The incident--isolated to local Comcast standard-definition viewers--shares obvious similarities with the noteworthy wardrobe malfunction involving Janet Jackson and Justin Timberlake five years ago. This time, however, the wardrobe in question functioned exactly as intended.

Comcast has offered a $10 credit for those directly impacted by the occurrence.

"We cannot undo what happened, but we remain deeply sorry for the impact this situation has had on our customers," said Comcast in a statement. "To that end, we will be issuing a $10 credit to any Comcast video customer who was impacted. While this credit won't change what happened, we hope it will demonstrate to our customers in the Tucson community how seriously we are taking this situation. To get this credit, impacted customers should call (888) 315-8219."

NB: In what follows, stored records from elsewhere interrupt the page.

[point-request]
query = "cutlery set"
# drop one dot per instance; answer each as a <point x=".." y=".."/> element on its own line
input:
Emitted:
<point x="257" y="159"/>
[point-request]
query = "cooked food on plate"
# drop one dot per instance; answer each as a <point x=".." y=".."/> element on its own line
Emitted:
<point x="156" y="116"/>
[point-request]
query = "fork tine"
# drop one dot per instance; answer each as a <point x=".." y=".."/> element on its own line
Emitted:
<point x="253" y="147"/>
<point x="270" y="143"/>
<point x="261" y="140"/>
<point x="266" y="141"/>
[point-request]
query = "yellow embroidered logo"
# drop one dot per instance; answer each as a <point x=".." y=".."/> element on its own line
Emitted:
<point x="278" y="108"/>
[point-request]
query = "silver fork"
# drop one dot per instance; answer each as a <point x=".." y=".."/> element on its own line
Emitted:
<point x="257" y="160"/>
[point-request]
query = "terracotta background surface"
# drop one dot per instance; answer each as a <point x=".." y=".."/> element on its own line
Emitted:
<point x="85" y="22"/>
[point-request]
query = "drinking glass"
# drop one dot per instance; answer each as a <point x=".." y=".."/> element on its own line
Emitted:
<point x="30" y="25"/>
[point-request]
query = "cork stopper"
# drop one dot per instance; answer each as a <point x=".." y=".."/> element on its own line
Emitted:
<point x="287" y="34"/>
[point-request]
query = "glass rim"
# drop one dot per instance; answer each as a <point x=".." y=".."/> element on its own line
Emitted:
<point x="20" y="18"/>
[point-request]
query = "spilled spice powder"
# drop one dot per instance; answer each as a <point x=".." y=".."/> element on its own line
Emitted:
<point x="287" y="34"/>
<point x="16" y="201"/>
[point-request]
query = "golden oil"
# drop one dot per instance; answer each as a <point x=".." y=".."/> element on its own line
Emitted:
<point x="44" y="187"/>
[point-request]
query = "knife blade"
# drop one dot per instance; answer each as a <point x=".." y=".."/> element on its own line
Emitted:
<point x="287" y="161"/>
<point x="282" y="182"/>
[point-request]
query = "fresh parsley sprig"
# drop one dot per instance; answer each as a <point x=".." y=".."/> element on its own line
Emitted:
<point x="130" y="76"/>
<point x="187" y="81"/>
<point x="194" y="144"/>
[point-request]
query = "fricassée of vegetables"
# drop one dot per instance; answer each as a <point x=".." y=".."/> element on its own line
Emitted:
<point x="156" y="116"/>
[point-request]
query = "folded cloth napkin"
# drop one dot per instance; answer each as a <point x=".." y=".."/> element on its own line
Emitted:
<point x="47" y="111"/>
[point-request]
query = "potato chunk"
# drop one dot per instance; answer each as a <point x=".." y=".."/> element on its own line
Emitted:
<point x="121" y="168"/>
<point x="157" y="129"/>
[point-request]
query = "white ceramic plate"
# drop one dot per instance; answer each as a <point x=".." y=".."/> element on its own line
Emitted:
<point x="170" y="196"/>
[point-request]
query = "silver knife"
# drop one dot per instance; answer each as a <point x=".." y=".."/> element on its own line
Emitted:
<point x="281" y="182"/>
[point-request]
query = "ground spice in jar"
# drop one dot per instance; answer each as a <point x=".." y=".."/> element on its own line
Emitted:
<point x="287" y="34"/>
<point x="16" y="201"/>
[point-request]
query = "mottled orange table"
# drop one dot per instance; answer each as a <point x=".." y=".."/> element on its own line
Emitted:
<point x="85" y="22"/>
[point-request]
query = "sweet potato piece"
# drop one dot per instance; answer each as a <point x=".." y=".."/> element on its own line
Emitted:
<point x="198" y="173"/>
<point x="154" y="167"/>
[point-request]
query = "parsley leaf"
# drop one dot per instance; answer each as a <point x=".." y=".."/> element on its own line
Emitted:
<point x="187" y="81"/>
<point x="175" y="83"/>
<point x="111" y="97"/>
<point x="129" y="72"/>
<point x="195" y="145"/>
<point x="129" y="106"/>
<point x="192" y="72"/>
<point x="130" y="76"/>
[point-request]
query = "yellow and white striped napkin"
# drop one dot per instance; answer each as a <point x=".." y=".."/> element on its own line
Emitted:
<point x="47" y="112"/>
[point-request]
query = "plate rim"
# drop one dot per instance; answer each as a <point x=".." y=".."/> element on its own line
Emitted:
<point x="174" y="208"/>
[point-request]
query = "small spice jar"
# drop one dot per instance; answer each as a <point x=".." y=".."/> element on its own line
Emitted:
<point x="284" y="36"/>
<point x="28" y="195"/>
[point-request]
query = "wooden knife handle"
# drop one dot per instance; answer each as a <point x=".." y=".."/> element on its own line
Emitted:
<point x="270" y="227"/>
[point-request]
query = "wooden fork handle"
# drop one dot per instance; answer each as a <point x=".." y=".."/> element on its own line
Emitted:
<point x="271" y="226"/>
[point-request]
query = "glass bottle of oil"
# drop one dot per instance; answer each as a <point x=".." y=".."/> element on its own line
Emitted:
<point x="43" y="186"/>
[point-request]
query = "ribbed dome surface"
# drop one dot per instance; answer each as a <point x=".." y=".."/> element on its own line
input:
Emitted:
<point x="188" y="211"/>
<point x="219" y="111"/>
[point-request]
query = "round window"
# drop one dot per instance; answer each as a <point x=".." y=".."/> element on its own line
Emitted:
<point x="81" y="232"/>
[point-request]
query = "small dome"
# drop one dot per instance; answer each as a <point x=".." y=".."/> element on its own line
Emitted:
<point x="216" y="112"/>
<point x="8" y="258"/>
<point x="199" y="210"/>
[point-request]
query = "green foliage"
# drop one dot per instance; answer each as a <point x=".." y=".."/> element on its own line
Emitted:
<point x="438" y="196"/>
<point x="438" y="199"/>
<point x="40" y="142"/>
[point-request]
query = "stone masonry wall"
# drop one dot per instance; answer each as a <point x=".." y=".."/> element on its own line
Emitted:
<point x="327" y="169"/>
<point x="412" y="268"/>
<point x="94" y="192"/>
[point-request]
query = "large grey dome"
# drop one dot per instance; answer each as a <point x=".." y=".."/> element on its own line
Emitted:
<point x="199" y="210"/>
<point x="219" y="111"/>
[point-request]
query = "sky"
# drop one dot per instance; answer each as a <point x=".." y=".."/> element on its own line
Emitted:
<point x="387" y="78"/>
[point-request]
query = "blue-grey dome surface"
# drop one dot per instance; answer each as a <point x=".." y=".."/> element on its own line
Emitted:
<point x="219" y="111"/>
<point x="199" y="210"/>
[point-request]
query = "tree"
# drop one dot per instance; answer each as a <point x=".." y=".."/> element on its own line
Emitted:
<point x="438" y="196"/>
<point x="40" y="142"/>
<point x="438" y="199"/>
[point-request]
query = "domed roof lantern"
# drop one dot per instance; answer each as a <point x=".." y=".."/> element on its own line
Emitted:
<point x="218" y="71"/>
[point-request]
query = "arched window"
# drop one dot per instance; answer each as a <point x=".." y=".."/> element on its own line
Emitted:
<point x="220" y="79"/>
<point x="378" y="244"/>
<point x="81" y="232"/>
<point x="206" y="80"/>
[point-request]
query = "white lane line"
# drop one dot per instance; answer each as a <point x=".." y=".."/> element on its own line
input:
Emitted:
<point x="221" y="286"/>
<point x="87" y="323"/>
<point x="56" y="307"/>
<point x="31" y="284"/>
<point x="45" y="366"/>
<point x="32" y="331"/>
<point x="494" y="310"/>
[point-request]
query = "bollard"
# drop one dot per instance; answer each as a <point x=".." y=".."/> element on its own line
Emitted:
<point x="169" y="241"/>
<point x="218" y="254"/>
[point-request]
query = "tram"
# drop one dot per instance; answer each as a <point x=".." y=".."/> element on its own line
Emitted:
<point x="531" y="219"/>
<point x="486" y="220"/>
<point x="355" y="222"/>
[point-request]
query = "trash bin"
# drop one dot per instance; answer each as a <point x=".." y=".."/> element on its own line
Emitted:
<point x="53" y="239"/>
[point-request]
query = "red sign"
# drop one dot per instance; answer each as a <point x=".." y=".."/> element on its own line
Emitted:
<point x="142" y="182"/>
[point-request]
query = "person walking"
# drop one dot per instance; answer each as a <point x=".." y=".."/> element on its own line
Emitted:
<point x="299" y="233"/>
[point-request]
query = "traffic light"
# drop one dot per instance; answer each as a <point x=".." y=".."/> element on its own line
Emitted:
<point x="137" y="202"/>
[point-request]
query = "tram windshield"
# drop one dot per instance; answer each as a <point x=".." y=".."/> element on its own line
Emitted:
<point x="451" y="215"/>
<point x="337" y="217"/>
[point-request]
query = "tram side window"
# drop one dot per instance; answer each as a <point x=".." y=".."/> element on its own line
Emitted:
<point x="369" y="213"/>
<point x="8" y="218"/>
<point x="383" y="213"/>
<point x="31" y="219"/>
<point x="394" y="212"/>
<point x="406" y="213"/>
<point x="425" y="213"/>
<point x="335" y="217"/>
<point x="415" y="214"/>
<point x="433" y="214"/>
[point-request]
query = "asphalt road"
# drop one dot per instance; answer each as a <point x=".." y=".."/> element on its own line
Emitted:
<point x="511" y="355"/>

It clearly hasn't been a fun few days for the cable provider, which boasts more than 80,000 subscribers in unincorporated Pima County, Marana and Oro Valley.

This is also not new territory for KVOA. KVOA experienced a similar technological faux pas in the mid-'80s. This was during the early, exciting, pioneering times of porn on satellite. Some bored master control operator could easily direct one of the stations' satellites--often used to record syndicated programming for future broadcast--to a porn feed, then watch it on the audition monitor (the monitor used to prepare a video feed for broadcast) while the master monitor (which showed the on-air signal) did its thing.

Problem was, said master control operator could accidentally hit the wrong button, and the audition feed would go over the air. That's what happened to KVOA during a broadcast of Late Night With David Letterman. In the middle of a Letterman monologue, late-night viewers were treated to a buxom beauty bountifully bouncing across a stage.


In the weird world of radio rights, local Arizona Cardinals affiliate KCUB AM 1290 (the station that employs me for local UA football and basketball pre and postgame broadcasts) was shut out of carrying the NFC Championship and Super Bowl.

"Once the playoffs reach the championship and Super Bowl stage, the radio rights go to Westwood One," said KCUB program director Chuck Meyer. "Although the Cardinals flagship station (KTAR in Phoenix) is permitted to broadcast, their affiliates on the network cannot air the game unless we obtain Westwood One rights and carry their broadcast.

"KNST (AM 790) had the Westwood rights this year, and they had first opportunity to carry the championship games. I asked Westwood for the rights, on the chance that KNST, for some reason, would not carry the game, but was told Westwood had a local affiliate to carry it."


Tucson junket juggernaut Jim Ferguson landed on the 2008 Top 10 movie critic whores of the year list. He was No. 3--which might be noteworthy since Ferguson should perhaps dominate the top spot with regularity.

The article notes that Ferguson--who gets sit-ins with actors during their promotional stints, then provides those feeds for KGUN Channel 9--is perhaps the only critic on record to have a positive review for The Love Guru.

This almost isn't fair. The real test would be to hunt down a negative Ferguson review.

If you can endure the pulp of Ferguson's so-called critical analysis, the end result can be perplexing. He'll spend his entire screen time talking about the stupendous achievements of the latest Hollywood cinematic cookie-cutter atrocity (for instance, Dickie Roberts: Former Child Star featuring David Spade) as if it's the most accomplished work of comedy since The Apartment, and then occasionally dole out a grade of B or C.